Ou seja: impactar o usuário quando ele já estava pesquisando.
Mas em 2026, isso começou a mudar.
As marcas perceberam que o verdadeiro diferencial não está apenas em aparecer na busca.
Está em influenciar o que o consumidor vai pesquisar.
O search ficou mais competitivo
Hoje, praticamente todas as empresas disputam as mesmas palavras-chave.

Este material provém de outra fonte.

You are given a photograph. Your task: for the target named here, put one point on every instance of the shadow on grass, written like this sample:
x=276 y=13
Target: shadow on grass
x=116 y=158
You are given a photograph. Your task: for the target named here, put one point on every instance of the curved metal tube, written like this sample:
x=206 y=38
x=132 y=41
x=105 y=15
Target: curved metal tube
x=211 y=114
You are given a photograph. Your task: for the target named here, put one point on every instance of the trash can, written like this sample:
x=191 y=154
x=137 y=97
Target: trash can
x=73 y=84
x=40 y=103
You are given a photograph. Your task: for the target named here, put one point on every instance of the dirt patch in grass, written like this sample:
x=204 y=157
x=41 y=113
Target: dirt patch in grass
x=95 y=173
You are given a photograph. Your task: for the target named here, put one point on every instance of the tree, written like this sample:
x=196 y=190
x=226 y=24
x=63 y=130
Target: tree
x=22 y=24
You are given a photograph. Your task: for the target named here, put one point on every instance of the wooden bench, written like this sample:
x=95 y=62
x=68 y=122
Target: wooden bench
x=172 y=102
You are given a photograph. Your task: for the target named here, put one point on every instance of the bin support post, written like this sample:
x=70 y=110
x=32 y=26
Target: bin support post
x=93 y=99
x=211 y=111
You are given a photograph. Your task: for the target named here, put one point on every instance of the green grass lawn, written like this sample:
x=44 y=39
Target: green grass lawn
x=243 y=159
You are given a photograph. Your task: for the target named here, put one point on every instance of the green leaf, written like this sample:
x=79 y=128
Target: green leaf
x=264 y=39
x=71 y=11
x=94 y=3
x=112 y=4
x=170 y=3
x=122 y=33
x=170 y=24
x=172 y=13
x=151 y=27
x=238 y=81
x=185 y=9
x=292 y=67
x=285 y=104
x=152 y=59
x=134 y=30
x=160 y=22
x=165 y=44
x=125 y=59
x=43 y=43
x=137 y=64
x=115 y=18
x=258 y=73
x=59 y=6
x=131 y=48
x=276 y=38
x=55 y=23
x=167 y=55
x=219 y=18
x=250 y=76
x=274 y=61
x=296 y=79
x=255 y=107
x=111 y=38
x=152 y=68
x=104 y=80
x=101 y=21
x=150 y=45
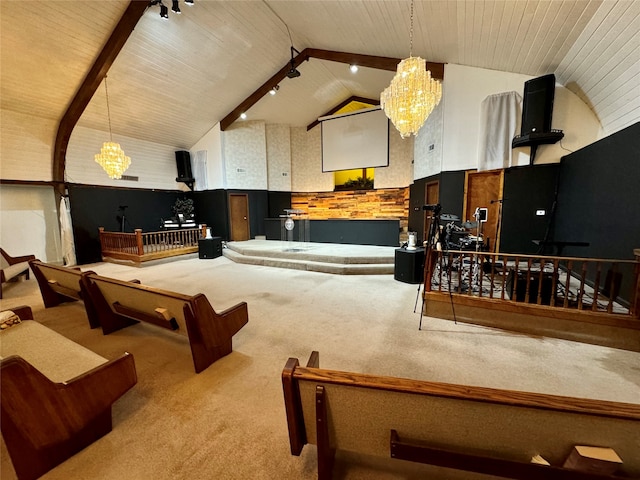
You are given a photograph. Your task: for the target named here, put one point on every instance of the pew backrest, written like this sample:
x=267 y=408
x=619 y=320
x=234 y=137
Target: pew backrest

Isso encarece mídia, aumenta concorrência e reduz eficiência.
Além disso:
- O consumidor pesquisa menos palavras e mais frases completas
- Ferramentas de IA resumem respostas
- Plataformas como TikTok e Instagram viraram mecanismos de busca
- A decisão muitas vezes já chega quase pronta ao Google
Ou seja: quem chega antes da busca sai na frente.
O que é o “momento anterior à busca”
É o instante em que o consumidor ainda não pesquisou, mas já começou a construir intenção.
Esse momento pode surgir:
- Em uma conversa
- Em um vídeo
- Em um podcast
- Em uma série
- Em um comentário de amigo
- Em uma ida ao shopping
- Em uma fala perto do celular
Antes de pesquisar, o consumidor primeiro forma curiosidade.
Como as marcas estão antecipando esse momento
Em 2026, as campanhas mais eficientes trabalham com sinais prévios de intenção, como:
- Geolocalização
- Comportamento App/Web
- Palavras-chave faladas próximas ao celular
- Contextual
- Conteúdo consumido
- Eventos e rotina urbana
Isso permite que a marca influencie a decisão antes mesmo da primeira busca acontecer.
O impacto disso no funil
Se antes a mídia atuava principalmente na consideração, agora ela passa a atuar ainda mais cedo.
Ela ajuda a construir:
- Curiosidade
- Interesse
- Associação de marca
- Memória
- Intenção futura
Isso torna a jornada mais eficiente e reduz dependência de mídia de fundo de funil.
Conclusão
Em 2026, o search continua importante.
Mas a grande disputa já não está mais apenas no clique.
Ela está no pensamento anterior ao clique.